蓋をとって中身を軽くかき混ぜると、とろりとした液体が出来上がる。私はそれをおたまで小皿に移すと、小皿の中で出来上がったばかりの重湯をぐるぐるとかきまぜた。そうしてるうちに、人肌ぐらいまで温度が下がったがどうか、手の甲にのせて確認すると、すぐに二人が待つ居間に戻っていった。

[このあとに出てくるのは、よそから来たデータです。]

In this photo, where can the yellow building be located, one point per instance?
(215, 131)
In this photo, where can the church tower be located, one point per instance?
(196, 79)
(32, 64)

寝かせておいたらずりばいしたがるのか、シカダイはシカマルのあぐらの上にちょんと座ってあやしてもらっている。私が帰ってきたことに気づくと
「ほら、シカダイ。メシだ。食えるか?」
声をかけてやるが、シカダイには私がいるということ以外わからないのか、大きな目をこちらに向けるだけだ。
「こっちも頑張ってみような」
私はシカダイの前に座ると、小皿の中の重湯を少しだけ掬って、シカダイの唇にスプーンを当てた。しかし、シカダイは口をあけようともしない。
「最初は唇に塗ってやればいいんじゃないか?」
「いや、食べれると思う。」
スプーンの先端をシカダイの口にいれてやり、重湯を少しだけ流すとシカダイはごくんと喉を揺らす。
「飲んだぞ」
「そうか」
これからシカダイはぐんぐん大きくなっていくだろう。ひょっとしたら、私たちの手を離れるのも想像しているよりも早いかもしれない。だけど大きくなっても、ずっと思ってる。いつだって、シカダイには腹いっぱいになるまで美味しいものを食べさせてやりたい。
もう一杯、重湯を飲ませてやるが、シカダイは仏頂面だ。でも、口元が美味いものを食べている時に頬を緩めているこの表情は、誰に似たのやら。
「うまいか? シカダイ」
シカマルそっくりな顔をしているシカダイに言ってやると、シカダイは微かに首を縦に振ったように見えた。